Cobb notes that the Kerner Report findings “exist alongside those of the Warren and 9/11 Commissions among the handful of governmental reports whose historic import has outlived the moment in which they were issued.”
While the introductory and FAQ sections of the new book do a good job of framing the Kerner findings for the contemporary reader, their brevity leaves out a good deal of background on why Johnson chose the 11 commission members and how they deliberated before reaching their stunning findings.
Readers wishing to learn more about these issues can turn to Separate and Unequal: the Kerner Commission and the Unraveling of American Liberalism (2018) by Steven M. Gillon, a history professor at the University of Oklahoma.
As Gillon documents, President Lyndon Johnson appointed the commission in July 1967 just days after the Detroit riot ended. Announcing its formation, Johnson said he was looking for a “genuine, long-range solution” to end the problems facing Black Americans which included “discrimination, slums, poverty and not enough jobs.” Secretly, he was hoping the commission would also find that the series of urban riots that flared up in a half dozen Northern cities were caused by “outside agitators” and that a new set of government programs might be a cure-all.
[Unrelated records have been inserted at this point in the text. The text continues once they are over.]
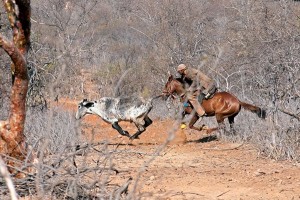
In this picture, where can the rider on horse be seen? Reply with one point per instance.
(200, 86)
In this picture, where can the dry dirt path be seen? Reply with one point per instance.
(194, 165)
(199, 168)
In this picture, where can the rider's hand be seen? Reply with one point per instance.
(207, 95)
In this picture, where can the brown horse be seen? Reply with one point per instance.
(222, 105)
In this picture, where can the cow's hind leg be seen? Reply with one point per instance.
(141, 126)
(116, 126)
(141, 129)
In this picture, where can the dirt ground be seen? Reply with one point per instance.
(194, 165)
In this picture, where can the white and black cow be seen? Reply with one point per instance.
(113, 110)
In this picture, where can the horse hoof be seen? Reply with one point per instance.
(134, 137)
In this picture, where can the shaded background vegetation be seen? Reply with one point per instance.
(95, 48)
(109, 48)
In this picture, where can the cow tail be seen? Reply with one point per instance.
(260, 112)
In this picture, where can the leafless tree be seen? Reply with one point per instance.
(12, 140)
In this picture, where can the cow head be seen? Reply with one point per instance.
(84, 107)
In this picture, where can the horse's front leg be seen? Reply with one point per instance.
(116, 126)
(193, 121)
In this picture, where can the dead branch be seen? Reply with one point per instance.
(290, 113)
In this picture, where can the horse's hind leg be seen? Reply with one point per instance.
(148, 121)
(193, 121)
(116, 126)
(231, 123)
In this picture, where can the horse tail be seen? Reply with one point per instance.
(261, 113)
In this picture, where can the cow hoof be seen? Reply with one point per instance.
(134, 137)
(125, 133)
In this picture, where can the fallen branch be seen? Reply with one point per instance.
(289, 113)
(226, 149)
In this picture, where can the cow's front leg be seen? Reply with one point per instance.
(141, 129)
(116, 126)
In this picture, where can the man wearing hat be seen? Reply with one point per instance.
(200, 86)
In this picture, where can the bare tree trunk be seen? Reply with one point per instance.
(12, 138)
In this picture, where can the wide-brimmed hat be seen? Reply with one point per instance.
(181, 67)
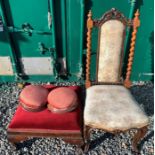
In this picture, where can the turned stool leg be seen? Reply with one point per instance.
(138, 136)
(87, 131)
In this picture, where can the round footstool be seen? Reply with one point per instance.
(61, 100)
(33, 98)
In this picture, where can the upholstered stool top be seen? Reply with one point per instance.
(33, 97)
(62, 99)
(112, 108)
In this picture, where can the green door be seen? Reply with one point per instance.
(30, 29)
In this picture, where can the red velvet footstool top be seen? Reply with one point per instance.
(46, 120)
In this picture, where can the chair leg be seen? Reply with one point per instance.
(87, 131)
(137, 137)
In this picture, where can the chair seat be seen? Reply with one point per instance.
(112, 108)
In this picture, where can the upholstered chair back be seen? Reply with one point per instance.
(111, 37)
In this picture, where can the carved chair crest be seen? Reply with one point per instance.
(111, 36)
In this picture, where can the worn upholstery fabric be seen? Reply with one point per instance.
(112, 108)
(110, 49)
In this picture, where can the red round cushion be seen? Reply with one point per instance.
(33, 97)
(62, 99)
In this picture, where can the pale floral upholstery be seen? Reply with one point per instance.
(110, 49)
(112, 108)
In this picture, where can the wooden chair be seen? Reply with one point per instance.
(109, 104)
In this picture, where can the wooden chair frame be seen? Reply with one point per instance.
(135, 23)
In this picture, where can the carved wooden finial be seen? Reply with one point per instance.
(136, 24)
(88, 56)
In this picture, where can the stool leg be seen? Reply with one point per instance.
(137, 137)
(87, 131)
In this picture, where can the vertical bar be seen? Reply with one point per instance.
(81, 34)
(12, 50)
(131, 13)
(64, 31)
(53, 23)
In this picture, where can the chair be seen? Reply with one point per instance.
(109, 105)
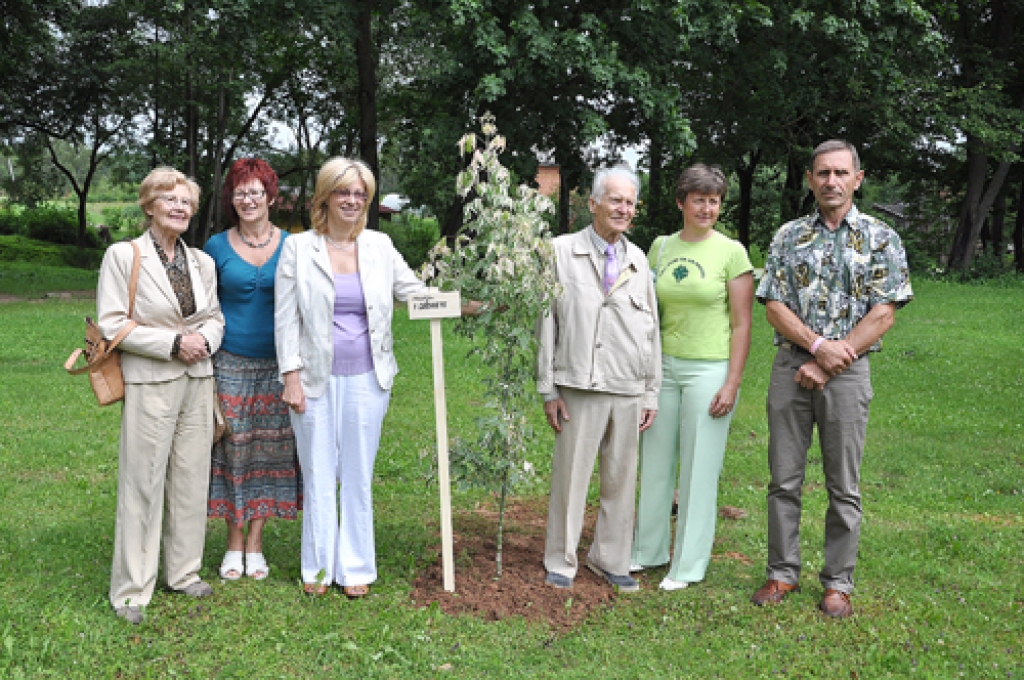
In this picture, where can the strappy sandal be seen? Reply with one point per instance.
(355, 592)
(256, 566)
(314, 589)
(231, 562)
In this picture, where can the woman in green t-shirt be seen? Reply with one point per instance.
(705, 296)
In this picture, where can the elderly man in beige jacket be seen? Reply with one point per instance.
(599, 369)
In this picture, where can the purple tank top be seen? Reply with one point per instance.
(352, 355)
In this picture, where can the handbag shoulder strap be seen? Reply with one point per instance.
(133, 283)
(125, 330)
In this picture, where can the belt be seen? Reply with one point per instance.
(788, 345)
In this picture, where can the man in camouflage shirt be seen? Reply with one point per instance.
(832, 284)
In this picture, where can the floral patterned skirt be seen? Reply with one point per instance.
(255, 470)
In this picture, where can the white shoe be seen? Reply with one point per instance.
(669, 584)
(231, 566)
(256, 566)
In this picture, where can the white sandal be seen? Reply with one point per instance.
(231, 562)
(256, 564)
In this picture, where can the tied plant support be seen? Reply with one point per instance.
(504, 258)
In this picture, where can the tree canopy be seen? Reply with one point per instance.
(931, 91)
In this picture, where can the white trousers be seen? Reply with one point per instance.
(337, 439)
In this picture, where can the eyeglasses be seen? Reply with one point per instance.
(344, 194)
(254, 195)
(176, 201)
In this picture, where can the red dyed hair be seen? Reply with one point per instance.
(242, 171)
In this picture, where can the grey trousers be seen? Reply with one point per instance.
(841, 415)
(609, 424)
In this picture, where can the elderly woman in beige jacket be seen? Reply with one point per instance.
(167, 422)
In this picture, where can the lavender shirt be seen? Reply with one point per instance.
(352, 355)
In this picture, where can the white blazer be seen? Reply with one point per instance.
(146, 350)
(303, 316)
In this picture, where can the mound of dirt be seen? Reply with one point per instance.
(520, 590)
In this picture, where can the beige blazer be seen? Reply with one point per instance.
(303, 317)
(146, 356)
(592, 341)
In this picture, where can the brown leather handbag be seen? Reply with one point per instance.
(102, 356)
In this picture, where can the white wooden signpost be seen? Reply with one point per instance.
(436, 305)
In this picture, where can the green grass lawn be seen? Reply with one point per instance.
(940, 582)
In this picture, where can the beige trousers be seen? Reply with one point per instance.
(163, 478)
(609, 424)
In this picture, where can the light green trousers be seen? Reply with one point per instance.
(684, 438)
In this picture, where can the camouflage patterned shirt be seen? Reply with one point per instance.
(830, 280)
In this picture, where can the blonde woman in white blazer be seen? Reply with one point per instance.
(167, 421)
(335, 293)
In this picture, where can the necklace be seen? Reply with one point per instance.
(340, 246)
(269, 236)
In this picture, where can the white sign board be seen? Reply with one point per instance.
(434, 304)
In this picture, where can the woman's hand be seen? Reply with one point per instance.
(193, 348)
(293, 394)
(724, 401)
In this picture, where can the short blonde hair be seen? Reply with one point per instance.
(341, 172)
(161, 180)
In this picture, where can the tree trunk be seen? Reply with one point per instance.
(155, 150)
(212, 204)
(453, 221)
(977, 203)
(564, 201)
(997, 224)
(745, 170)
(793, 188)
(1019, 232)
(655, 181)
(366, 61)
(81, 190)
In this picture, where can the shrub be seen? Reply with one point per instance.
(20, 249)
(53, 224)
(124, 218)
(9, 222)
(413, 237)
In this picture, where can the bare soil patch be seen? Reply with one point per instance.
(520, 591)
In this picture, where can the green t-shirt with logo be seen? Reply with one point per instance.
(692, 294)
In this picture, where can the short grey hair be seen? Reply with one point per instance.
(836, 145)
(601, 179)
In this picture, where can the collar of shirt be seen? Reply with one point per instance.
(850, 218)
(602, 246)
(178, 264)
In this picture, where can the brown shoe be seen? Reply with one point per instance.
(837, 604)
(773, 592)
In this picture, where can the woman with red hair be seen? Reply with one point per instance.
(255, 472)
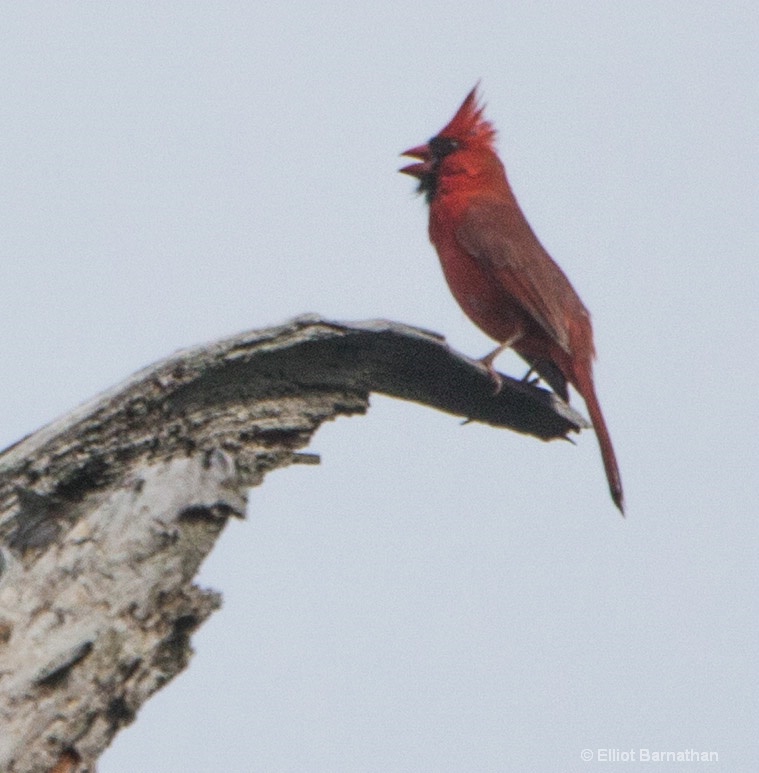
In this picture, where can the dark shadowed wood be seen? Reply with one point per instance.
(107, 513)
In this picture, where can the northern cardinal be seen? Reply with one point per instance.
(498, 271)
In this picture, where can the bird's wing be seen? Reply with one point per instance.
(496, 233)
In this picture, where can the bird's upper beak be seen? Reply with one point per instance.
(422, 152)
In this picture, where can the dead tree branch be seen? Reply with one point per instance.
(107, 513)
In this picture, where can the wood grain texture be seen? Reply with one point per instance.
(107, 513)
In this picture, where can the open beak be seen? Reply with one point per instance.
(421, 152)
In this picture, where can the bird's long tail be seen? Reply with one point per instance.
(584, 383)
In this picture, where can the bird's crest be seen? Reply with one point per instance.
(469, 125)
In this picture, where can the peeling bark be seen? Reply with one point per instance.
(107, 513)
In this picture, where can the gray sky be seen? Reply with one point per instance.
(432, 597)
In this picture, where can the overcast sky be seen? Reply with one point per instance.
(434, 597)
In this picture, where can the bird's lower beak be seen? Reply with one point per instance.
(422, 152)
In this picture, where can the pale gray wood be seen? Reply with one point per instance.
(107, 513)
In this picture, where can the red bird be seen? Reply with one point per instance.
(498, 271)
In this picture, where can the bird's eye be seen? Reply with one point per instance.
(442, 146)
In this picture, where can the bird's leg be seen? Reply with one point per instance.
(488, 359)
(531, 381)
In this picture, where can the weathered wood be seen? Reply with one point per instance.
(107, 513)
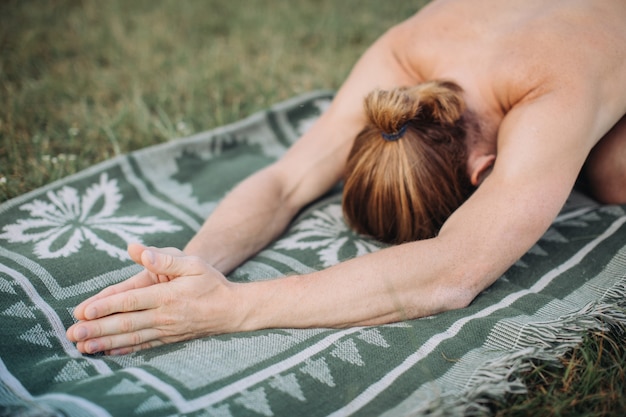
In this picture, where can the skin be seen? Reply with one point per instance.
(547, 81)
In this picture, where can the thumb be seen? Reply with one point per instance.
(172, 266)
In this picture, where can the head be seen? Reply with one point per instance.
(407, 170)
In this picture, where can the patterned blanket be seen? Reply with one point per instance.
(66, 241)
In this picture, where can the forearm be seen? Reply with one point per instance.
(398, 283)
(249, 217)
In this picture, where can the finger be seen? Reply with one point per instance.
(162, 263)
(122, 343)
(135, 250)
(140, 280)
(131, 300)
(111, 325)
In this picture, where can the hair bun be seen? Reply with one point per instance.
(435, 101)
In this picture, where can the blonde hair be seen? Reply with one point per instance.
(406, 172)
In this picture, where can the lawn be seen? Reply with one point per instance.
(83, 81)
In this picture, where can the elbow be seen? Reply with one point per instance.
(458, 291)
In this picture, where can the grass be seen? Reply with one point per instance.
(83, 81)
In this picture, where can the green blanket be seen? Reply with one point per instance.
(66, 241)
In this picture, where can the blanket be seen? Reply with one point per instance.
(66, 241)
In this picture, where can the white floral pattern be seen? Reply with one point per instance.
(61, 225)
(327, 233)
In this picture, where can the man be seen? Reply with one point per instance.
(547, 82)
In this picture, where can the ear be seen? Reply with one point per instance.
(480, 168)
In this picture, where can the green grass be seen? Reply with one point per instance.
(83, 81)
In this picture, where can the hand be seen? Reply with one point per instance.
(176, 297)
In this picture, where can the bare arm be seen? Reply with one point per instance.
(538, 163)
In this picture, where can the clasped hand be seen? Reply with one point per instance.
(176, 297)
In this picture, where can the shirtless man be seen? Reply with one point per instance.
(547, 81)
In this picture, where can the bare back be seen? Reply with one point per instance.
(504, 53)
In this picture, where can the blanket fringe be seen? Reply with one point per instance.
(545, 342)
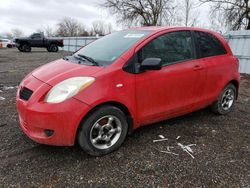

The commission, led by Illinois Governor Otto Kerner, consisted of eight white men, one white woman and two Black leaders: U.S. Senator Edward Brooke (R-Massachusetts) and Roy Wilkins, director of the NAACP. The white political leaders included Kerner, U.S. Senator Fred Harris (D-OK) and New York Mayor John Lindsay.
When the commission finally published its report 10 months later, it blindsided Johnson. Instead of congratulating the administration for its work on civil rights, it warned presciently that “white racism is essentially responsible for the explosive mixture in the nation’s cities.”
The Kerner report criticized city police departments, calling out “police brutality and harassment.” It called for the hiring of more black officers and the creation of community-based police review boards.
The reported also faulted the nation’s news media, which it pointed out, was basically an all-male and all-white fraternity. As a result, almost all media reporting on the Black community “reflects the biases, the paternalism, the indifference of white America.”
On March 1, 1968, the day the report was officially released, President Johnson took a last-minute trip to Texas. For weeks, he publicly said nothing about it, while privately raging that the politicians on the commission had stabbed him in the back.
In the short-term, the report contributed to a “white backlash” against the demands of the Black community. Public opinion polls found that 53% of whites condemned the conclusion that racism was the root problem of Black poverty and discontent; 58% of Blacks supported the findings.
Today, the report seems prescient in its findings on the causes of Black frustration and the role of systemic racism in the nation’s economic and social policies.
At the historic March on Washington for Jobs and Freedom in August 1963, Dr. Martin Luther King observed that “the arc of the moral universe is long, but it bends toward justice.”
The Kerner Report made a small push on the arc. Had it not been eclipsed by political assassinations, a bloody war and the election of Richard Nixon, it might have generated more attention and resulted in an earlier recognition among the white population of the problem of systemic racism.